Sebelum semakin jauh aku melangkahkan kakiku, Andra berlari mengejarku dan menahanku dengan menggapai tanganku. "Tunggu ... kita harus bicara!" kata Andra memintaku untuk menghentikan langkahku.
"Mau bicara apa? Sepertinya tidak ada yang perlu kita bicarakan," jawabku enggan.
"Jangan seperti ini dong, Yum. Maaf Aku salah karena menerima suapan Sintia, tapi apa yang Kamu lihat tidak seperti apa yang Kamu bayangkan," terang Andra.
"Tanpa Kamu jelaskan pun Aku sudah tahu. Tapi seharusnya Kamu tetap menolaknya, bisa kan?" tandasku.
Andra sejenak terdiam. "Iya Aku tahu Aku salah karena tidak menolaknya secara tegas. Aku janji bahwa Aku tidak akan mengulanginya lagi!" janji Andra kepadaku.
"Baiklah, lihat saja nanti. Aku tidak butuh janji, hanya butuh bukti saja darimu," balasku.
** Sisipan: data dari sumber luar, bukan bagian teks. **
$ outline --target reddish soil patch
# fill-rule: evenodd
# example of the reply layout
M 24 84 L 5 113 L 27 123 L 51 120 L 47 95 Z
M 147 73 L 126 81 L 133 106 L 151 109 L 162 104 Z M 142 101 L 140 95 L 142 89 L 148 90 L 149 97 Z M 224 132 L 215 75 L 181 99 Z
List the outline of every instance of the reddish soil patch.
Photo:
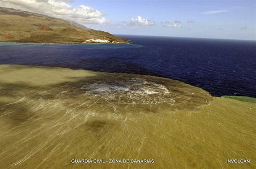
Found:
M 43 31 L 53 31 L 53 29 L 48 26 L 47 25 L 43 25 L 40 28 L 40 30 Z

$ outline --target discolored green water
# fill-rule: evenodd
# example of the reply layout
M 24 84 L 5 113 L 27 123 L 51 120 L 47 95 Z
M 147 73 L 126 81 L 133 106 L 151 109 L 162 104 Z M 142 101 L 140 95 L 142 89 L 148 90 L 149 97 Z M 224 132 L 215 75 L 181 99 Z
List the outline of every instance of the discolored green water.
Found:
M 141 75 L 0 66 L 3 168 L 254 168 L 256 104 Z M 227 163 L 227 159 L 250 163 Z M 153 159 L 72 163 L 72 159 Z

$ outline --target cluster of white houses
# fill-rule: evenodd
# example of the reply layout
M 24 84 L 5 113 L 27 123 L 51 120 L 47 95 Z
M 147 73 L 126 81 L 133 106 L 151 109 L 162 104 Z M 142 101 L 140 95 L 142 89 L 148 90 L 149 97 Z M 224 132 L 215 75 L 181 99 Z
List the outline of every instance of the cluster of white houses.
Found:
M 97 43 L 114 43 L 115 42 L 113 41 L 109 41 L 105 39 L 91 39 L 89 40 L 85 40 L 85 42 L 96 42 Z

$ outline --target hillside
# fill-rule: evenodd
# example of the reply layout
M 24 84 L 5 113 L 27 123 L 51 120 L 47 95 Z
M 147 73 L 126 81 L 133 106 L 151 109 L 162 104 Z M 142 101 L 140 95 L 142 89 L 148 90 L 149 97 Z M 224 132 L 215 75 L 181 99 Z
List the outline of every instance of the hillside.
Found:
M 0 41 L 81 43 L 127 40 L 78 23 L 26 11 L 0 7 Z

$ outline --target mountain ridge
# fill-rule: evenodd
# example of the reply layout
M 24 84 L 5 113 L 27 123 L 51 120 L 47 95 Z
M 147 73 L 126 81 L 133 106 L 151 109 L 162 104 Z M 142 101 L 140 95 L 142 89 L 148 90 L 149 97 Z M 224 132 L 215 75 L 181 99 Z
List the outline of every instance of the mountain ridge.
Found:
M 74 22 L 1 7 L 0 41 L 54 43 L 128 42 L 126 39 Z

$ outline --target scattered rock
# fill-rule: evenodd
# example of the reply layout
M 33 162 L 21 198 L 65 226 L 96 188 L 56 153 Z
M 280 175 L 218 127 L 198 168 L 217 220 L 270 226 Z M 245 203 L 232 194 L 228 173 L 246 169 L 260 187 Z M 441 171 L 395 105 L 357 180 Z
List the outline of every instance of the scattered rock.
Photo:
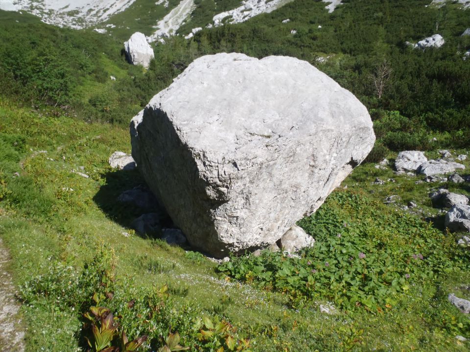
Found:
M 393 204 L 400 201 L 400 199 L 401 198 L 400 196 L 398 196 L 397 195 L 392 195 L 391 196 L 389 196 L 388 197 L 385 197 L 383 200 L 383 203 L 386 204 Z
M 453 174 L 449 176 L 449 181 L 453 183 L 463 183 L 465 182 L 458 174 Z
M 400 173 L 406 171 L 416 171 L 423 163 L 427 161 L 427 158 L 423 152 L 405 151 L 400 152 L 395 159 L 395 168 Z
M 375 140 L 365 107 L 308 63 L 237 53 L 196 59 L 130 130 L 150 189 L 189 243 L 216 256 L 276 242 Z
M 439 154 L 441 154 L 442 157 L 450 157 L 452 156 L 452 154 L 446 150 L 439 151 Z
M 445 224 L 450 231 L 470 232 L 470 205 L 456 204 L 446 215 Z
M 108 161 L 110 166 L 113 169 L 117 168 L 119 170 L 129 171 L 134 170 L 137 167 L 132 156 L 122 152 L 115 152 L 109 157 Z
M 162 232 L 161 215 L 149 213 L 141 215 L 131 223 L 130 227 L 141 235 L 160 235 Z
M 456 169 L 465 169 L 462 164 L 453 161 L 445 160 L 444 159 L 430 160 L 422 164 L 418 170 L 420 174 L 426 176 L 443 175 L 453 172 Z
M 457 245 L 462 246 L 464 247 L 468 247 L 470 246 L 470 238 L 467 236 L 462 236 L 462 238 L 460 239 L 457 242 Z
M 145 36 L 136 32 L 124 43 L 124 48 L 129 62 L 135 65 L 141 65 L 148 68 L 150 61 L 155 57 L 153 49 L 147 43 Z
M 429 195 L 433 205 L 435 207 L 450 208 L 456 204 L 468 204 L 469 198 L 463 195 L 449 192 L 446 189 L 441 188 Z
M 334 314 L 336 313 L 336 309 L 333 305 L 327 303 L 326 304 L 320 305 L 320 311 L 327 314 Z
M 162 230 L 162 239 L 170 244 L 184 244 L 186 236 L 179 229 L 164 228 Z
M 427 177 L 424 177 L 423 179 L 423 181 L 427 182 L 446 182 L 446 181 L 447 181 L 447 178 L 446 178 L 446 177 L 441 177 L 440 176 L 428 176 Z M 423 183 L 423 181 L 422 181 L 421 182 L 420 182 L 419 181 L 417 181 L 416 182 L 415 182 L 415 183 L 416 183 L 417 184 L 418 184 L 418 182 Z
M 441 47 L 445 43 L 446 41 L 442 35 L 434 34 L 420 41 L 415 44 L 414 47 L 419 49 L 425 49 L 427 47 Z
M 147 187 L 139 185 L 122 192 L 118 201 L 128 203 L 146 210 L 161 208 L 158 200 Z
M 459 298 L 453 293 L 449 294 L 447 299 L 462 313 L 464 314 L 470 313 L 470 301 L 467 301 L 463 298 Z
M 385 181 L 382 181 L 378 177 L 377 177 L 376 178 L 376 180 L 374 181 L 373 182 L 372 182 L 373 184 L 378 184 L 378 185 L 385 184 Z
M 279 245 L 284 251 L 294 253 L 306 247 L 311 247 L 315 244 L 315 240 L 304 229 L 294 225 L 282 235 Z

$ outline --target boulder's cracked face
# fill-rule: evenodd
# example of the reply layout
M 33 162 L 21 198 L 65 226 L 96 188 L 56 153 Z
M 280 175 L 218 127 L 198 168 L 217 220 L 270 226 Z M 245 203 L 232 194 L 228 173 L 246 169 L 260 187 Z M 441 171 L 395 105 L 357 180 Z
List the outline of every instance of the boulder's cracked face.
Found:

"Yang penting Kamu tidak marah lagi padaku. Dan Aku minta maaf karena tadi Aku berbohong pada Sintia karena mengatakan bahwa Aku tidak punya pacar. Padahal Aku punya pacar, yaitu Kamu," ungkap Andra.
"Ya mau bagaimana lagi, itu sudah kesepakatan kita untuk sementara menutup rapat hubungan kita dari Sintia," balasku. "Yang penting satu hal yang haris Kamu tahu bahwa Kamu perlu waspada dan hati-hati. Kamu harus selalu bisa menjaga jarak dengan Sintia. Karena Aku melihat, dia mulai tertarik kepadamu." Aku mencoba memperingatkan Andra untuk menjaga jarak dengan Sintia.
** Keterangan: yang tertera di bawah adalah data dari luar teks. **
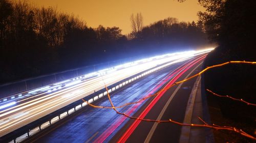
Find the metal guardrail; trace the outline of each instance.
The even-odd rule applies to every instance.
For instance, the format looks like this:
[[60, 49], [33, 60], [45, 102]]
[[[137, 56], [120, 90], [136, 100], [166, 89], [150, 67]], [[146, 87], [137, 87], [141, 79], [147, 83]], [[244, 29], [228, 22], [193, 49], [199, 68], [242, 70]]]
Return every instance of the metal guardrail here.
[[[183, 58], [170, 62], [167, 62], [167, 63], [157, 66], [157, 67], [152, 68], [135, 75], [124, 79], [124, 80], [117, 82], [116, 84], [109, 86], [108, 87], [109, 89], [108, 92], [110, 93], [116, 91], [119, 89], [130, 84], [131, 83], [134, 82], [135, 81], [137, 81], [138, 79], [141, 79], [141, 78], [144, 77], [154, 72], [159, 71], [170, 65], [186, 60], [187, 59], [188, 59]], [[104, 97], [106, 95], [107, 92], [105, 89], [103, 89], [94, 94], [84, 97], [84, 98], [88, 101], [89, 103], [91, 103], [95, 101], [98, 100], [99, 98]], [[60, 109], [57, 111], [47, 116], [46, 117], [41, 118], [38, 121], [30, 123], [29, 125], [27, 125], [2, 137], [0, 138], [0, 141], [9, 142], [13, 140], [14, 143], [16, 142], [16, 140], [20, 141], [22, 140], [22, 139], [20, 139], [19, 138], [25, 139], [32, 134], [35, 134], [38, 131], [47, 128], [47, 127], [49, 125], [56, 123], [58, 121], [61, 120], [68, 115], [82, 108], [87, 105], [87, 104], [83, 102], [81, 100], [75, 102], [66, 106], [65, 107]]]

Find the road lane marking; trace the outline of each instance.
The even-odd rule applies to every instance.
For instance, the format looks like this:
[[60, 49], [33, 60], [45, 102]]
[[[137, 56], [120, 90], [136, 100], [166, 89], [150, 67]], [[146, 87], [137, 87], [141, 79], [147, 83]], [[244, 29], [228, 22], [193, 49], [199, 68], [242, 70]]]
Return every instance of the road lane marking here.
[[[192, 119], [192, 113], [193, 112], [193, 107], [196, 99], [196, 95], [197, 94], [198, 85], [201, 81], [201, 75], [198, 76], [197, 80], [195, 82], [192, 91], [189, 95], [188, 100], [187, 101], [187, 107], [186, 108], [186, 112], [184, 118], [183, 123], [191, 124]], [[180, 136], [180, 143], [188, 142], [189, 141], [189, 135], [190, 131], [190, 127], [182, 126], [181, 128], [181, 133]]]
[[90, 141], [93, 139], [93, 138], [94, 138], [94, 137], [95, 137], [95, 136], [96, 136], [98, 133], [99, 133], [99, 132], [96, 132], [94, 134], [93, 134], [89, 139], [88, 139], [88, 140], [87, 140], [86, 142], [84, 142], [84, 143], [88, 143], [88, 142], [90, 142]]
[[[202, 64], [202, 63], [201, 63], [199, 65], [198, 65], [196, 68], [195, 68], [186, 76], [186, 77], [185, 77], [184, 79], [186, 79], [186, 78], [187, 78], [187, 77], [188, 77], [188, 76], [190, 76], [190, 74], [192, 74], [192, 73], [197, 68], [199, 67], [199, 66], [200, 66], [201, 64]], [[175, 91], [174, 91], [174, 92], [173, 93], [173, 94], [172, 95], [172, 96], [170, 96], [170, 98], [169, 98], [169, 99], [168, 100], [168, 101], [167, 101], [166, 103], [165, 103], [165, 105], [164, 105], [164, 106], [163, 107], [163, 109], [162, 110], [162, 111], [161, 111], [161, 112], [159, 114], [159, 115], [158, 116], [158, 117], [157, 117], [157, 120], [160, 120], [161, 119], [162, 119], [162, 117], [163, 117], [163, 114], [164, 113], [164, 112], [165, 112], [165, 110], [166, 110], [167, 109], [167, 107], [169, 106], [170, 103], [170, 101], [172, 101], [172, 100], [173, 100], [174, 96], [175, 95], [175, 94], [176, 94], [176, 93], [178, 92], [178, 91], [180, 89], [180, 87], [181, 87], [181, 85], [182, 85], [183, 82], [180, 83], [179, 86], [176, 88], [176, 89], [175, 90]], [[155, 131], [156, 130], [156, 129], [157, 128], [157, 125], [158, 125], [158, 123], [157, 123], [157, 122], [155, 122], [154, 123], [154, 125], [152, 127], [152, 128], [151, 128], [151, 130], [150, 130], [150, 132], [148, 133], [148, 134], [147, 134], [147, 136], [146, 138], [146, 139], [145, 139], [145, 141], [144, 141], [144, 143], [148, 143], [150, 142], [150, 140], [151, 139], [151, 138], [152, 137], [152, 136], [154, 134], [154, 132], [155, 132]]]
"Iya, Aku paham. Dan sejujurnya, Aku mareasakan hal yang sama. Makannya Aku memintamu untuk menyusulku di warung mi ayam bang Saleh tadi," jelasnya.
"Ya sudah, ayo masuk. Enggak enak kalau dilihat orang lama-lama berduaan begini," ajakku mengakhiri percakapan kami.
Aku dan Andra pun mulai berpidah dan masuk ke kamar masing-masing. Sesampainya di kamar, Nada sudah tertidur pulas. Aku melanjutkan mengerjakan tugas yang belum sempat aku selesaikan.
Sejenak aku melupakan kejadian yang telah kulihat dan memang ingin kulupakan itu. Aku hanya bingung harus bersikap bagaimana jika memang firasatku benar bahwa Sintia mulai tertarik pada Andra. Bagaimana jadinya jika hal itu benar-benar terjadi. Sementara tanpa sepengetahuannya, Andra sudah berpacaran denganku. Aku tidak berani membayangkan lebih jauh lagi. Hanya mampu berdoa semoga firasatku salah.